I've had two and a half weeks off work. I took a few days off to go to Denver for the kids' clinic, and I took the extra time off because I needed to reclaim some of my sanity. To say I was beginning to burn out would be an understatement.
It was an interesting "vacation" - I spent most of it sleeping. Where I wanted it to be a time of reflection, relaxation, and renewal, it instead turned me into a minor agoraphobe and put me into a bit of a funk. I'd get the kids off to school, climb back into bed, and surface when the guilt of sleeping so much felt stronger than the need to stay under the covers. I went to school when it was required of me, and I cared for the kids when they were with me, but when I was alone I tried my best to hide. From myself.

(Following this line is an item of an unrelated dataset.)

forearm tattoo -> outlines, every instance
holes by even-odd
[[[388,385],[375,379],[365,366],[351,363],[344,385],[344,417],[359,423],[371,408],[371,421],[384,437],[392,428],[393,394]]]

Guess what? Wherever you go, there you are.
Sometimes I get sick of being with myself, like a house guest who has overstayed her welcome. I get sick of the stinkin' thinkin' that invades my head; I get sick of my messy house; I get sick of how lazy I am. But the more I get sick of myself the more paralyzed I become and the less I feel capable of carrying on like a normal human.
I'm trying my hardest to process the origins of whatever it is that has overshadowed my sense of self. It's become a giant, tightly twisted knot of dental floss and all I have to untangle it are banana fingers and a blindfold.
To add insult to injury, I have serious anxiety about returning to work tomorrow. I don't want to do it. I don't want to wake up at 3:45 AM and set out in the dark cold of the morning. Not only do I not want to return to a job I don't like, tomorrow is the day we get to do our practical skills evaluations. This has been looming over our heads for a few months and I've been trying not to think about it for just as long. I don't feel that I have the mental capacity right now to get it right, and I'm trying to OK myself for failure.
I hate to fail.
Here at home Amanda and I have been dealing with serious friction - I'm sure my own fucked up issues are fueling me, and her own pubescent hormonal changes are fueling her. When we are off, the whole world is at a tilt and nothing is right.
My bag of rocks is heavy tonight and I guess for now blogging is how I'm setting it down. The ground in which it's sitting is shaky at best, but it does provide minor relief.